Depuis Le liseur, Bernhard Schlink est une valeur sûre, et il le confirme avec son dernier roman.

Il mêle une fois encore une histoire intime, conjugale et familiale, et l’Histoire avec un grand H. Celle de l’Allemagne, à nouveau, qui est presque ici un personnage à part entière, tant ses déchirures déterminent celles des personnages. Déchirure entre l’Est et l’Ouest, avant et après la chute du Mur de Berlin, mais aussi déchirure entre l’Allemagne démocratique et les résidus du nazisme, de la haine de l’Autre, de l’esprit völkisch.
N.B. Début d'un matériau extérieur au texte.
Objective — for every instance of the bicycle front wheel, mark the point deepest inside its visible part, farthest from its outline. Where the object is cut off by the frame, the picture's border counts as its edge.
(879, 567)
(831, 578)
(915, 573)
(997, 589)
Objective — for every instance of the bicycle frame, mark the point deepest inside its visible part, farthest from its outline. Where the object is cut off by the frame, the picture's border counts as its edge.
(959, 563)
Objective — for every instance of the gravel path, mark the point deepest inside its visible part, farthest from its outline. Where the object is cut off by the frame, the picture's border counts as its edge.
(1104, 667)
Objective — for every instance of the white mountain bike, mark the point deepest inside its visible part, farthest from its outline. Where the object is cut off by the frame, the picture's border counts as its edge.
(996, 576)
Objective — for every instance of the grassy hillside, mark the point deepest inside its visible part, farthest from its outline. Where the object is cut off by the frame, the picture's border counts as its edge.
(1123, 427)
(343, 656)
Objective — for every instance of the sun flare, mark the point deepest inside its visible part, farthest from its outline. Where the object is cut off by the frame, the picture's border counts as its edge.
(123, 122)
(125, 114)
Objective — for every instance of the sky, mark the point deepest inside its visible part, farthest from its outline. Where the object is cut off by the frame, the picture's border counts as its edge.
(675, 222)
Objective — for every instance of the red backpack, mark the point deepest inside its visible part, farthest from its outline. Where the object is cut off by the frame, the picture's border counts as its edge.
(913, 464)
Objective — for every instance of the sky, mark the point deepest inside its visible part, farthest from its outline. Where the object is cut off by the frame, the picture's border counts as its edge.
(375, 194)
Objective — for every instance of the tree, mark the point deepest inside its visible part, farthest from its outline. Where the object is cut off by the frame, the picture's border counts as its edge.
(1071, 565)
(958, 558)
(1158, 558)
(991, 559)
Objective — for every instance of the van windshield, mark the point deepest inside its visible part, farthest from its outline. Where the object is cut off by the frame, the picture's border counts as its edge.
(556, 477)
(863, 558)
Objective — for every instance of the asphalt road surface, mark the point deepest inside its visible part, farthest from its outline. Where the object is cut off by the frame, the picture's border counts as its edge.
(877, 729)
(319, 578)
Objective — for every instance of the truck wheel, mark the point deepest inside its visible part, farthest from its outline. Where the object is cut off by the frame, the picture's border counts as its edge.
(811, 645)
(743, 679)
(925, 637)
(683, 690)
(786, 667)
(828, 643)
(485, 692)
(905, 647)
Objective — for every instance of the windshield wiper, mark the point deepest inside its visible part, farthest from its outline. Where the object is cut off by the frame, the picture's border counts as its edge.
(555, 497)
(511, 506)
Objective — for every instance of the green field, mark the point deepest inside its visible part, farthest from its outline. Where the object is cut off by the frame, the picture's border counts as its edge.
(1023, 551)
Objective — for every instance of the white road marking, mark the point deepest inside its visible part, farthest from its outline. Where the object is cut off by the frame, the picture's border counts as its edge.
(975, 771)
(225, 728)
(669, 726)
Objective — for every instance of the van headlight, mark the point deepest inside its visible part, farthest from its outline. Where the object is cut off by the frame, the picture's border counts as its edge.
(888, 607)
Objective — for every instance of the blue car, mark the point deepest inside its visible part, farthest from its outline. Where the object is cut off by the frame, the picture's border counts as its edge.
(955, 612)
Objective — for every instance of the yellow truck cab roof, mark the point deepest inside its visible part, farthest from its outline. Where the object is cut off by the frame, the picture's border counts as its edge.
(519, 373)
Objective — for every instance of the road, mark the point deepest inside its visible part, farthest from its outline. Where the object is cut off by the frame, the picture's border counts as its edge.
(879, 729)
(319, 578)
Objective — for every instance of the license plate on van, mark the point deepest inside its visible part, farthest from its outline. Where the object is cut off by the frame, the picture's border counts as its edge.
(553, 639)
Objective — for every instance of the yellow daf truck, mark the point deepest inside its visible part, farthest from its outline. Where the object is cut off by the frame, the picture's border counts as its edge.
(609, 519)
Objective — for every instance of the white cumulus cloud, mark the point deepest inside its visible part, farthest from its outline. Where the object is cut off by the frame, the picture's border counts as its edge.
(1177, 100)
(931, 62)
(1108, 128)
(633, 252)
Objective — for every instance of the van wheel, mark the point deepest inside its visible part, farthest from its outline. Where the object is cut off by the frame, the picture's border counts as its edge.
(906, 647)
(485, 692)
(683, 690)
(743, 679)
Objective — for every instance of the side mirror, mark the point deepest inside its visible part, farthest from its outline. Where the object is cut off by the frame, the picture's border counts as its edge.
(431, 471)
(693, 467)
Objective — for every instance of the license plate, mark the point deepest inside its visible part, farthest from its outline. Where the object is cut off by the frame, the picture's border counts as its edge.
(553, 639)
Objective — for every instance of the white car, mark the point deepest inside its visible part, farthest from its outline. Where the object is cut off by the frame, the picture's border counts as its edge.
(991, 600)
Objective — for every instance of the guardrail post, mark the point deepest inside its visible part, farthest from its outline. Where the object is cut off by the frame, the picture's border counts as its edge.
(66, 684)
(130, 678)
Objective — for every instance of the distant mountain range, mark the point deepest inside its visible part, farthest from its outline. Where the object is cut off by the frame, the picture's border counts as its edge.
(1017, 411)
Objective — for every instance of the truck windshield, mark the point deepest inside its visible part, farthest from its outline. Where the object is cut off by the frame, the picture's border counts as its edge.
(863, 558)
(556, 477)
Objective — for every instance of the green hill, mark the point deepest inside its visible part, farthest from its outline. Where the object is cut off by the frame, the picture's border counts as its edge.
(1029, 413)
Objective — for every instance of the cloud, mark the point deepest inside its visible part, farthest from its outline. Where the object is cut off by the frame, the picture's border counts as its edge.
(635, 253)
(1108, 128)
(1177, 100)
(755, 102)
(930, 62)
Écrit ainsi, cela paraît un peu sinistre, mais Bernhard Schlink incarne ces problématiques dans une quête personnelle et des affrontements bien concrets entre ses protagonistes. Autour du héros, figure classique de l’homme de vertu pétri de doutes et de bonne volonté, gravitent une femme aimée porteuse d’un mensonge par omission et une improbable famille que Kaspar, le protagoniste, tentera d’apprivoiser malgré tout ce qui l’en sépare. Un lien puissant se tissera, mais ambivalent et fragile, tant l’Allemagne n’en est pas quitte avec son passé. Je n’en dis pas plus (ne lisez surtout pas la quatrième de couverture !), sauf que, comme toujours chez Schlink, ce roman allie l’intelligence, le style et la sensibilité.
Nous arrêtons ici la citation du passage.